Deep Space Nine: I like Star Trek. I had never seen Deep Space Nine. So far, so good.

Batman: The Animated Series: Bought the box set, took me back to being eight years old on Tuesday nights. The animation, dark storylines and epic soundtrack made this, in  my book, the best animated series of all time.

Charlie Rose: Great interviews.

Bill Dance's Fishing Show: It has a strange likability. Plus, he's such a jackass.

The Daily Show: They don't think Obama's doing so hot....neither do I. It works.

Diners, Drive Ins And Dives: Guy's pretty rad. It sucks to watch him eat all that good food when all you have at the house is Colby Cheeze Its.

Time Lifes Disco Classics Infomercial: Every night, I can pass out to this without fear of needing to watch it.




Tuesday, May 1, 2012

What Does It Mean.....

Don't ask  questions....just read the following...and interpret.
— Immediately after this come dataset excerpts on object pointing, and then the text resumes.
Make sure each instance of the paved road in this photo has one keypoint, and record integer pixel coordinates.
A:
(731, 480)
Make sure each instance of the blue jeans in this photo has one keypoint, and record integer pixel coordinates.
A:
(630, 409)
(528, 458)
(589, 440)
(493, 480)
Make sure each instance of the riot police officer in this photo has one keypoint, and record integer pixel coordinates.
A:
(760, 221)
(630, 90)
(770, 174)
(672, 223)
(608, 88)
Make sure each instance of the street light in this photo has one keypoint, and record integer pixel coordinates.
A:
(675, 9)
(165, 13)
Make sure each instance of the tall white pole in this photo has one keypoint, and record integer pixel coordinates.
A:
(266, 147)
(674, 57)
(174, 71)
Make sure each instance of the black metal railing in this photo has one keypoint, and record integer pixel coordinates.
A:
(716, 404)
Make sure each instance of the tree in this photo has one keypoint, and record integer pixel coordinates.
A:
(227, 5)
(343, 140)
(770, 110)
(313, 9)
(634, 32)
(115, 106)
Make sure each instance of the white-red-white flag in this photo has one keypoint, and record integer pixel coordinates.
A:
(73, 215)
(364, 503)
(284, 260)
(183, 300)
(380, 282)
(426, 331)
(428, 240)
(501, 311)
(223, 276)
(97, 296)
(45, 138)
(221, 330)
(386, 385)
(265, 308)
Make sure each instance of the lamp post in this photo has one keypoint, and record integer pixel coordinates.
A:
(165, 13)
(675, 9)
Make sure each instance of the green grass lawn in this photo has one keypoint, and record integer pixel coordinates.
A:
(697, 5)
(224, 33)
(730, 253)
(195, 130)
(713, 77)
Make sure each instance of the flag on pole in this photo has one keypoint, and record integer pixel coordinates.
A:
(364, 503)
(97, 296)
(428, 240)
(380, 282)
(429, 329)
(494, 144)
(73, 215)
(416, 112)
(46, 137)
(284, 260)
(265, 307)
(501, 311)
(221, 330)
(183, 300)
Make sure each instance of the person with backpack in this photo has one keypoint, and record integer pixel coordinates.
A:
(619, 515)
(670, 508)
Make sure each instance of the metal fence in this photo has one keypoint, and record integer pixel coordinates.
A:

Theres this man, pushing eighty and looking it. He's been a citizen, a patron, a father, a husband and a believer. Those roles are all he has, all he will leave behind, definitions of external worth as seen by his society. His life, the endless string of disappointments, successes, close calls and what ifs, stands to be over quite soon, assuming his pack a day habit has been quietly whittling away at the lungs  behind his rib cage. Who knows? Who rightly cares?

Tomorrow, nothing is happening, nothing of definition. For him, if something must occur, it need be worthy of defining as monumental, even in a fractional way. Considering today's events, which amounted to nothing, it is safe to assume tomorrows happenings will follow similar structure. He's quite alright with that. It means he doesn't have to put his shoes on..or his pants. He can keep his Notre Dame boxers on, as well as the wife beater he hasn't changed in two days.

Comfort, for a man in his twilight hour, is key. The routine is what keeps hims sane. There's a wonderful succession of television shows to view from sun up to all hours of the deep night. He'll sleep in waves, stirring at the same times to catch the tail end of Law And Order or half of 60 Minutes. The idea is to sleep, watch TV  and remember to eat some of the cereal he sends his neighbor out for once a week. It's some generic stuff, a store brand flake of banal description. It's not that he likes it. It's that he just doesn't  care.

That's not all he doesn't care about. If you were to visit him, and you never would, you'd notice the dining room table, which he doesn't use, is covered in unopened mail. None of its bills or coupons. His bills get paid by the military. Coupons are for queers, or so he says. No, this mail is from people who love him, who miss him. They write notes, send Christmas cards, birthday gifts, invitations to weddings. He always pulls the envelopes from his mail box and carefully alphabetizes them by each childs name...Ron, Sue, Jill  and Jane. The boy is a soldier. The girls are all hairdressers.

He doesn't like salons. He gets buzz cuts from barber shops that still advertise a "close shave". The men who cut his hair are near his age, all a tad heavier and more jovial than he. They watch Fox News on a muted screen and chew tooth picks as they lather shaving cream on the necks of other aging, disheveled American men. The conversations he has with them, when he goes every two weeks, are narrowed to football, politics and car engines. Outside of these talking points, the only semi-breached subject is wives. His is dead, so he doesn't have to say a thing...which pleases him.

His day is something of a revelation. If he times it right, the shows on his flat screen segue into one another ever so gently, meaning he doesn't have to be alone with his thoughts. That's what its all about...keeping the thoughts out of his head.

When he dies, no one will find him for a week. He'll be stiff. They'll close the casket for sure. Some people will cry, a eulogy built on hyperbole will be read. Then people will crowd into the church hall and eat fried chicken with green beans and mashed potatoes. Amongst them, a couple with hold hands, knowing they've created life..and soon...very soon...it will begin again.